How do we determine the existence of RST packages during troubleshooting? Of course, packets are captured using the tcpdump command and analyzed using wireshark.tcpdump -i en0 tcp -w xxx.cap, en0 indicates the listening nic.

Next, you can open the captured packages using Wireshark and see the following figure. The red ones represent the RST packages.

TIME_WAIT and CLOSE_WAIT

We all know what TIME_WAIT and CLOSE_WAIT mean. Online, we can directly use the command netstat -n | awk ‘/ ^ TCP / {+ + S [$NF]} END {for (S) in a print a, S [a]}’ to view the amount of time – wait and close_wait

With ss command will faster ss – ant | awk ‘[$1]} {+ + S END {for (S) in a print a, S [a]}’

img

TIME_WAIT

Time_wait exists both for lost packets to be reused by subsequent connections and for normal connection closure within the 2MSL time range. Its presence would actually reduce the number of RST packages.

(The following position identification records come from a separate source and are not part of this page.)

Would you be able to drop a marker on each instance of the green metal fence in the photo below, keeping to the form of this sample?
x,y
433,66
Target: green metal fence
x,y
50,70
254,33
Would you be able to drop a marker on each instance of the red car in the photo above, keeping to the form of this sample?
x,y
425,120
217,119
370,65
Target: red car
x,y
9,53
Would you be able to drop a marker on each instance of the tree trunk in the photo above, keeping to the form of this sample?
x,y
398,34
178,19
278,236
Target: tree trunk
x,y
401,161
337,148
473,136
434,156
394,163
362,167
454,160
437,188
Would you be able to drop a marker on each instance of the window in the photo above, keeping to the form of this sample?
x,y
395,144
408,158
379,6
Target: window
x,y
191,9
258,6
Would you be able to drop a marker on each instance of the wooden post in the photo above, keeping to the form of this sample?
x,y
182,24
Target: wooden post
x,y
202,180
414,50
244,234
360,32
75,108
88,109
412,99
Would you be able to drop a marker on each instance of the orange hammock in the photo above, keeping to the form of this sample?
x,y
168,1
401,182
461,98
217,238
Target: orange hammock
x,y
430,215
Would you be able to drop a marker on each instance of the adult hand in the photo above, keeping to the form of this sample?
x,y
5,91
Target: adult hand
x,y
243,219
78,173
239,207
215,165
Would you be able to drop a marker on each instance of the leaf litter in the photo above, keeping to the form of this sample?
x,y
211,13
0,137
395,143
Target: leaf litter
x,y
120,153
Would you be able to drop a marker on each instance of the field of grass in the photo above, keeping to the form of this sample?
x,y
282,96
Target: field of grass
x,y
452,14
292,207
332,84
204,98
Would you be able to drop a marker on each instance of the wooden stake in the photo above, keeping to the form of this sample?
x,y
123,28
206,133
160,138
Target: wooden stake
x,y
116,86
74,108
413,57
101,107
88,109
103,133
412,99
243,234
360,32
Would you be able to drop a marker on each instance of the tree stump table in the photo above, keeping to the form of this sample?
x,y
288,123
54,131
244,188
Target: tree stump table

Excessive time_wait tends to occur in scenarios where short connections are frequent. In this case, some kernel parameters can be tuned on the server side:

# enables reuse. Net.ipv4. tcp_tw_reuse = 1 # Enables fast reclaiming time-wait Sockets from TCP connections. Net.ipv4. tcp_tw_recycle = 1Copy the code

Tcp_max_tw_buckets = tcp_max_TW_buckets “Time wait bucket table overflow”

CLOSE_WAIT

The problem with CLOSE_wait is that the application fails to send the FIN packet after ACK. Close_wait is even more likely to occur than time_wait, with more serious consequences. It is often because something is blocked and the connection is not closed properly, gradually consuming all the threads.

To locate this problem, it is best to use JStack to analyze the thread stack to troubleshoot the problem, as described in the section above. Here is just one example.

The developer said that CLOSE_WAIT had been increasing since the application was launched until it died. After jstack, I found a suspicious stack that most threads were stuck in the countdownlatch.await method. The exception is only a common class not found after the simplest SDK upgrade.